Todas las guerras parten de un problema semántico, dijo Montaigne. Suceden cuando ya no nos podemos entender con palabras. Acaso la exacerbación de la violencia colombiana obedece a que se habla la misma lengua pero con espíritus distintos. Políticos, periodistas, guerrilleros, paramilitares, curas, militares, empresarios, mendigos, intelectuales etc., se conocen cada uno los secretos de su jerga y, por lo tanto, no pueden ocultar o disfrazar nada al adversario… Tienen que recurrir a otras cosas..

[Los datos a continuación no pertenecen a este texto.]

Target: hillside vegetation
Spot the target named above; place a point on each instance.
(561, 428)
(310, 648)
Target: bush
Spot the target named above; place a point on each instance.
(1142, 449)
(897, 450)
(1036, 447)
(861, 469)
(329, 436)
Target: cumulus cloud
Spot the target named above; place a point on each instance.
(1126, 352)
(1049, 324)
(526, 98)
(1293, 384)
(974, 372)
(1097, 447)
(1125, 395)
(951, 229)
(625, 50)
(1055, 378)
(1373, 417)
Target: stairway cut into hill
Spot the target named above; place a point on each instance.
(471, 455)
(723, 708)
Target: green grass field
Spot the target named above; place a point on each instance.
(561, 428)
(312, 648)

En una conferencia en la Feria del Libro de Bogotá, en homenaje a R. H. Moreno-Durán, el escritor mexicano Juan Villoro comentó que en ninguna otra ciudad los mendigos pedían limosna con tanta elocuencia. El auditorio apenas concedió una risa de rigor. Villoro se refería con cierta sorna a la tradición del «buen hablar colombiano». La fama se la debemos a Rufino José Cuervo por sus Apuntaciones críticas sobre el lenguaje bogotano (1867), en que volvió a zambullir la gramática en la vida diaria después de los excesos escolásticos. Se pensó que los colombianos se cuidaban mucho en el uso de la lengua. Pero aquello del colombiano «bien hablado» deviene sofisma. Ya ningún columnista de periódico tiene prosa: escriben como notarios.

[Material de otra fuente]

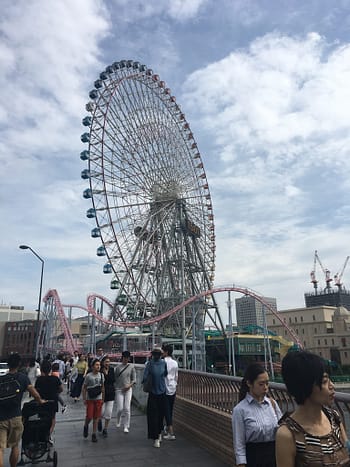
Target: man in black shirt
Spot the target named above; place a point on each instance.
(11, 426)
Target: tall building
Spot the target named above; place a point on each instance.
(324, 330)
(328, 297)
(251, 312)
(11, 314)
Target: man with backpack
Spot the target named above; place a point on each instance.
(12, 387)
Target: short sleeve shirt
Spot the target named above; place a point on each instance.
(8, 411)
(92, 380)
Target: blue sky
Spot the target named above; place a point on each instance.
(265, 88)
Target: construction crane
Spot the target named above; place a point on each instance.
(325, 271)
(338, 277)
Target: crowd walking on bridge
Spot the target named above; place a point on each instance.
(311, 436)
(97, 383)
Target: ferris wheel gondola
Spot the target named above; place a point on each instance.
(149, 192)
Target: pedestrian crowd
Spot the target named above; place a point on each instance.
(96, 382)
(312, 435)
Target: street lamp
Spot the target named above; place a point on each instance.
(36, 342)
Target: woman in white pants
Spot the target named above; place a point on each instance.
(107, 408)
(125, 378)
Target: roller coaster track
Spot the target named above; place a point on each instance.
(90, 308)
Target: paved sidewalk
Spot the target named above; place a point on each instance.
(120, 449)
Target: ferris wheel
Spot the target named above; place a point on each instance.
(150, 196)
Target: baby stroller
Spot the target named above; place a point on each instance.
(37, 419)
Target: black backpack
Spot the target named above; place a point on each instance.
(10, 390)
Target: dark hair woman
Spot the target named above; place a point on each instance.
(313, 434)
(255, 420)
(107, 407)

Esa tradición formalista colombiana, me sugirió una amiga francesa, consiste más bien en barreras lingüísticas que ustedes mismos se han puesto para vivir dispersos. En Bogotá los estratos se reconocen por acentos: la entonación cambia dependiendo dónde y con quien se está. Hay una vocalización de jactancioso artificio por parte de los periodistas de farándula: consiguen vocalizar de tal modo que nadie los pueda imitar, pues ellos mismos ya se auto-imitan. Entre los mandos medios impera, en cambio, la ambigüedad de baja o diluida tonalidad y acentuación: cuestión de inseguridad.
De niño viví en casa de varios familiares regados por Medellín, Cartagena, Cúcuta, Cali, Bogotá. Cuando cambiaba de ciudad, no sólo cambiaba de casa, sino que mudaba de aparato de fonación. Muy joven supe que no basta una misma lengua para la unificación de los pueblos. Un mínimo acento, un mero timbre de voz ya nos dice o nos susurra que somos diferentes de la masa parlante y, asimismo, similares a un clan, a una casta, a una cultura.

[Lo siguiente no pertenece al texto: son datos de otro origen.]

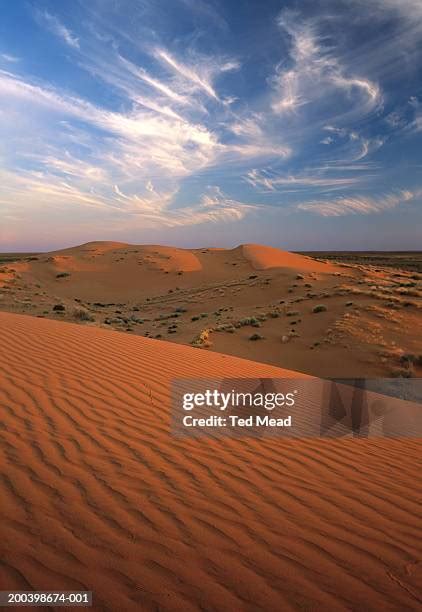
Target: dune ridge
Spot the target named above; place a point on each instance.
(96, 494)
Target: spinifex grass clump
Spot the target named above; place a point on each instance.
(319, 308)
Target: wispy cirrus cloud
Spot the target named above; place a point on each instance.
(7, 57)
(55, 26)
(315, 71)
(358, 205)
(270, 182)
(153, 110)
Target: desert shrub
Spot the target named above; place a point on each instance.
(405, 372)
(410, 359)
(202, 340)
(319, 308)
(248, 321)
(255, 337)
(80, 314)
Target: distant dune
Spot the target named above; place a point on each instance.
(96, 494)
(316, 317)
(264, 258)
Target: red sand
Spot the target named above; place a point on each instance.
(96, 494)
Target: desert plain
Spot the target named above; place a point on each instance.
(96, 494)
(359, 317)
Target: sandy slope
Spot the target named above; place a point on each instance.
(264, 258)
(95, 493)
(372, 316)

La observación de Juan Villoro me sorprendió discurriendo en el autobús. Se subía el octavo mendigo en el trayecto de cien cuadras entre mi trabajo y mi casa a exponer el mismo discurso de los otros siete. Los mendigos cumplen cierta función niveladora de hacer sentir rey al empleado de clase media por cuanto le piden. Se parecen al político dominador: ambos usan el discurso público. Es el juego de la democracia. Aturdidos por el tráfico y mortificados por burlones locutores de radio, esta vez, palpándose de nuevo los bolsillos, los pasajeros advirtieron la ausencia de monedas y, mareados por las vallas publicitarias y las propagandas de radio que también pedían y pedían, dejaron escapar balbuceos de molestias. El mendigo, herido en lo más hondo por el reproche y la indiferencia de su público, se dio a insultarnos como cualquier actor fracasado. Su insulto se trocó en soliloquio: «Piensan que pido por qué sí. Pues no. Mi papá fue un esmeraldero, sí, lleno de plata, y lo mataron de un tiro en la cabeza, ¡pum! Qué culpa que yo haya quedado en la calle. ¿De qué otra forma quieren que les venga a pedir sino expresándoles mi necesidad, mi desconsuelo, mi desconcierto por tanta injusticia? ¡Ah! Pero si no me van a ayudar para qué continuo insistiendo. Esta gente es ignorante, indiferente. ¡Viva el anticristo: 666! ¡Viva Adolfo Hitler! ¡Ah! Con razón Adolfo mató a tanta gente. Van a ver.»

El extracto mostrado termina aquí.